Sidewalk Labs provides some reasons why they need all this special treatment. And more. Always more.

Previous Master Innovation and Development Plan liveblog entries and relevant documents available here

We’re still on Chapter 3 of Volume 1, so let’s get right to it.

Part 2: Sparking a Cluster in Urban Innovation (pp. 460-493)

Introduction (pp. 462-465; not listed in Table of Contents)

In which Sidewalk Labs makes a pitch for urban innovation as a growing economic sector (p. 464).

Strategy 1: Invest in a cluster-based approach (pp. 466-469; not listed in Table of Contents)

Here at least we get Sidewalk Labs’ response to my earlier question about why they want to build in an area in which Sidewalk Labs controls everything, from the land to the laws. I’m not convinced, but at least it’s a response.

Easier to prototype:

urban innovation often requires integration with the built environment, increasing the cost of prototyping, requiring greater coordination among more stakeholders, and making it difficult to test and commercialize early-stage concepts. It can be far more difficult to prototype a new system for flexible, rearrangeable walls in ground-floor retail space, than it is to test a new app on iOS. (p. 468)

But do you need to rearrange an entire neighbourhood to do it?

The tech-law connection:

urban innovation often requires close coordination with government and existing policy.

Sort of. Certainly they both affect each other, but testing doesn’t necessarily require that a city change its laws.

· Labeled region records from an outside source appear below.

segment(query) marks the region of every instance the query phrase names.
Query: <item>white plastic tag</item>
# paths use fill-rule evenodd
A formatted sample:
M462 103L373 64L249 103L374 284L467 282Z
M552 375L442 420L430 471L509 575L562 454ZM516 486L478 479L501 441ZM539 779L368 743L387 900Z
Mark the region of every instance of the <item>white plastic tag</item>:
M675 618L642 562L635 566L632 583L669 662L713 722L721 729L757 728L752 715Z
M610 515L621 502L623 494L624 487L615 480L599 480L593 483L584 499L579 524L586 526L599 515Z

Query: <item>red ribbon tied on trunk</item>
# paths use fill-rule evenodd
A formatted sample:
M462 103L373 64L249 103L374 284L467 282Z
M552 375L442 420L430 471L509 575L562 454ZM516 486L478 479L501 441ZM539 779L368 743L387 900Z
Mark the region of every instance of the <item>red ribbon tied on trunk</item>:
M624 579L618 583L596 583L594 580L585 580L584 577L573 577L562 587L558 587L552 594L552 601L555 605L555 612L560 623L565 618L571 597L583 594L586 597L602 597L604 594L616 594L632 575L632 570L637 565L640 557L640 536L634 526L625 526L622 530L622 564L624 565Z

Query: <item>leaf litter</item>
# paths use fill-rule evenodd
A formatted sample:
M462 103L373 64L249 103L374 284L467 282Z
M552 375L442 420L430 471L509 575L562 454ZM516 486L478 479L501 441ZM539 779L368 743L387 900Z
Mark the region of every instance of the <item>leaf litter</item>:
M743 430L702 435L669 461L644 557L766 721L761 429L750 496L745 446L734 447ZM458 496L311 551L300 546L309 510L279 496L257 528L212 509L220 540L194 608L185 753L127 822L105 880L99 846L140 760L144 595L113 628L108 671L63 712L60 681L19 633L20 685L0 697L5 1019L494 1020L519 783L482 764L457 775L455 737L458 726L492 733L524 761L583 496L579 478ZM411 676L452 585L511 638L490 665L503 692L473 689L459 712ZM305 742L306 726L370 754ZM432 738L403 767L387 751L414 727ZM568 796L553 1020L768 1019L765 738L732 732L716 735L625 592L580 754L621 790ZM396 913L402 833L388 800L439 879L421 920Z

Take an innovation that is focused on creating more sustainable and cost-efficient street lights that provide brighter and safer night-time environments while using less power. Innovators often must coordinate with formal or informal authorities, even for early testing, to secure necessary input, buy-in, authorization, or permits. Coordination becomes more complicated and time-intensive as innovators move from testing to scale and as new stakeholders introduce additional constraints or complexities.

There are two problems with this example. First, it treats innovations as if they are completely neutral rather than something that can yield either positive or negative results.

Second, it assumes that laws that slow down innovations are an inefficiency to be overcome, when they often also protect existing public goods or interests (which may themselves be positive or negative).  For example, we would all be better off if we had had laws on the book to restrict or outlaw Google’s and Facebook’s innovations regarding targeted advertising. This innovation has made Facebook’s business (social media) sustainable, but at the cost of destabilizing democratic society and has contributed to an actual genocide.

Real-world consequences:

unlike other disciplines where innovators are encouraged to fail fast, urban innovation can have higher stakes. Changes to construction technologies that inadvertently compromise structural integrity are not acceptable — unsafe buildings have significant real-world consequences. The same holds true for self-driving vehicle testing and other innovations that operate in public space. (pp. 468-469)

This is the weirdest justification for ditching existing laws. These laws are in place to ensure that urban innovations (say, as they relate to building codes) are as safe as possible, and that unproven, only-beta-tested technologies don’t come on the market.

It’s doubly weird in this case, since Sidewalk Labs isn’t asking to create a Potemkin Safety Village (Ottawa Safety Village RIP) where it will be simulating a city; it wants to build an actual city in which real people will live. This is exactly the situation in which you want strict laws that restrict innovations, especially from companies based in a Silicon Valley culture, in which you can always fix the shittily made app after it’s gone to market.

To put it another way, Sidewalk Labs should be seeking to work within Toronto’s existing regulatory framework, not seeking to change it as it sees fit.

Strategy 2: Build on Toronto’s existing innovation ecosystem to grow the field (pp. 470-473; not listed in Table of Contents)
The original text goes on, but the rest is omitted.